As you might have guessed from many of the posts here on the screed, how brands should behave in today’s marketing climate is a big focus of mine.  That focus is due to the questions I get asked by my clients on a regular basis both with respect to media and technology.  Which is why I found a recently released study by the folks at Edelman so interesting.

Called brandshare (they used the lower case, it’s not a typo!), the study sampled 11,000 consumers in the U.S., UK, Canada, France, Germany, Brazil, India and China, and evaluated approximately 212 local and multi-national brands.   You can see a slide deck on the study here.  It found that an overwhelming majority (90 percent) of people across eight countries want marketers to more effectively share their brands. Yet on average, only 10 percent of people think any given brand does it well.  As you know, I believe any time we see gaps between expressed consumer desire and actual brand performance, there’s an opportunity.

So what exactly did they mean by “sharing?”  The study measured six dimensions of sharing – shared dialog, shared experience, shared goals, shared values, shared product and shared history – and found a link between effective brand sharing and business value; the greatest business value coming from shared product and shared values.  Obviously it’s not just companies asking for retweets and Facebook shares!

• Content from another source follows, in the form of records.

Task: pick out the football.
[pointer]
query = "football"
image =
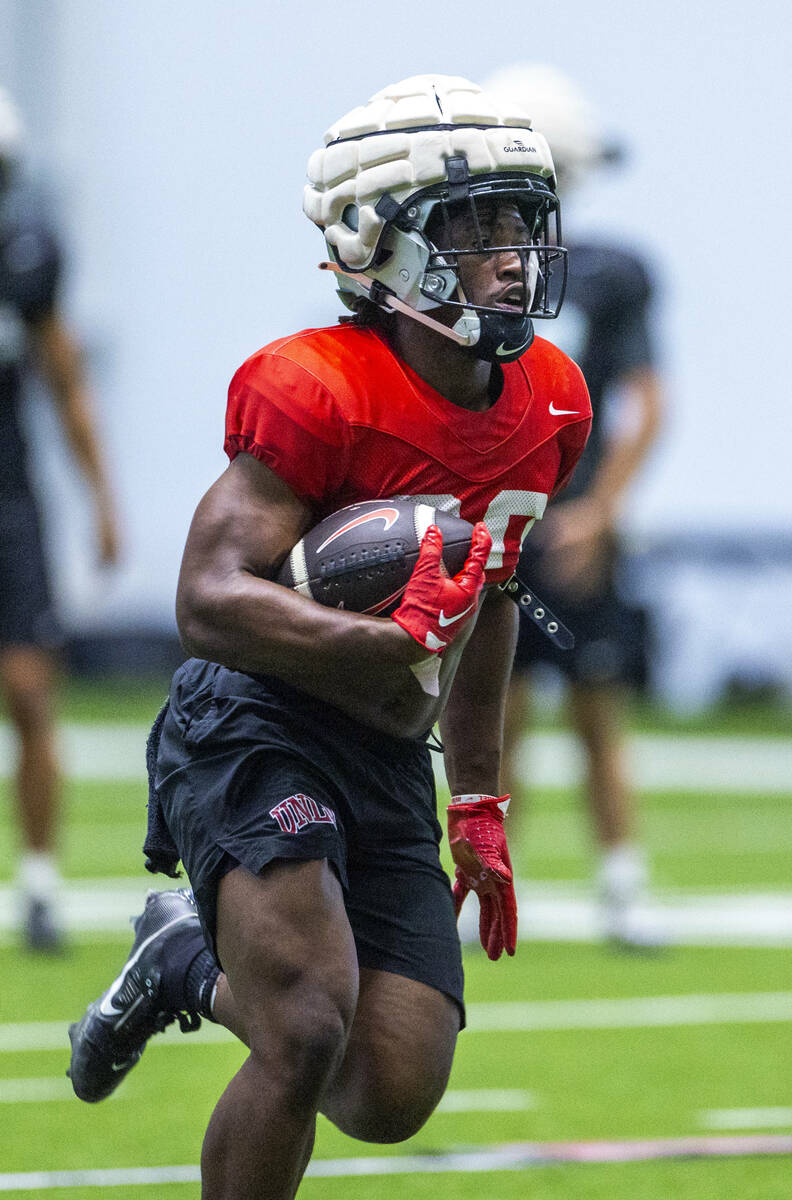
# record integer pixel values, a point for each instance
(361, 557)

A large majority (91 percent) of respondents said they want to have a hand in the design and development process, with that desire being equal among those in developed and emerging markets. People also want complete openness about product performance with nine out of 10 wanting to know how they are made and how they should perform against competitors.  We’ve talked about transparency before but this demonstrates the extent to which consumers have come to expect it.

Of the six sharing dimensions, shared values has the highest unmet demand among people. More than nine in 10 (92 percent) respondents want to do business with brands that share their beliefs. In addition, nearly half of the respondents (47 percent) want brands to be more transparent about how products are sourced and manufactured, just over four in 10 (43 percent) want brands to do more to give back to their communities.

I think this quote sums it up nicely:

Marketers must evolve from a traditional linear model of focus groups that ends with the consumer to one that involves people at every stage. Brands must also synchronize their brand marketing and corporate communications narrative into one cohesive message, while redesigning current engagement channels to incorporate higher-value sharing.”

So now that you know it, what are you going to do about it?